Kashmir Police sources told News18 that Dar, who earlier worked as a doctor in Dammam, Saudi Arabia, had moved in recent weeks to Ras al-Khaimah in the UAE.
“India has an excellent counter-terrorism relationship with the UAE and there’s every chance we’ll be able to extradite Dar to face trial, or to secure his deportation,” a New Delhi-based intelligence official said. “Both Saudi Arabia and the UAE have cooperated with us in dozens of recent cases. That said, their assistance can only be offered once the file makes its way from Jammu and Kashmir to New Delhi.”
Like other governments across the world, India seeks the return of fugitives from justice through extradition or legal assistance treaties, which require the submission of a warrant from a court, and credible evidence that a crime has been committed.
Intelligence services in countries like Saudi Arabia and the UAE, though, sometimes respond to evidence submitted by India’s Research and Analysis Wing by simply deporting suspects—allowing police to arrest them on their return.
Following the revocation of Article 370 clauses in 2019, the Jammu and Kashmir Police had begun an aggressive crackdown on the use of social media—critical to the massive, Islamist-led mobilisation which swept aside Indian state power in 2016. Key online activists were, controversially, threatened with prosecution for postings the authorities argued were inflammatory.
Investigations, however, led authorities to the conclusion that critical figures in the secessionist online campaign were living overseas.
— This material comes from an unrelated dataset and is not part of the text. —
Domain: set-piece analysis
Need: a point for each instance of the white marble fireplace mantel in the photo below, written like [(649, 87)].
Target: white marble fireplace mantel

Efforts against these networks led, among other things, to the deportation from the UAE of Shaukat Ahmad Dar—who, using the pseudonymous social media handle ‘Hamza Hizbi’, had threatened officials with execution-style killings.
In other cases—notably that of Srinagar resident Sajjad Gul and Sopore resident Rayees Mir, accused of issuing the online calls that led to the assassination of journalist Shujaat Bukhari—the suspects could not be deported, since they had fled to Pakistan.
“The real concern with delays like the one we’ve seen in the Dar case,” the intelligence official said, “is that it allows perpetrators time to escape to countries from where we cannot seek their return.”
Intelligence sources said Pakistan’s spy services worked systematically from 2008 to amplify secessionist voices, setting up hundreds of thousands of mutually reinforcing fake handles on Facebook and Twitter—a common strategy of modern political propagandists.
Lacking a credible leadership within Kashmir itself, police sources told News18, the secessionist movement has now become increasingly dependent on loosely organised circles of online activists based in Europe, Turkey and the Persian Gulf states.
The more influential secessionist voices in the diaspora include Nazir Shawl, a former academic who runs an activist centre based in London, United States-based architect Aziz ‘Tony’ Ashai, Australia-based businessman Mubeen Shah and ailing Islamist leader Syed Ali Shah Geelani’s Istanbul-based granddaughter Ruwa Shah.
“In some of these cases, the individuals concerned are protected by the free-speech laws of the countries they live in, and you could argue what they say constitutes legitimate political opinion,” said a Kashmir-based government official familiar with the Dar case. “There are other cases involving express calls to violence, often targeting individuals or glorifying jihadists, which are crimes by most countries’ standards.”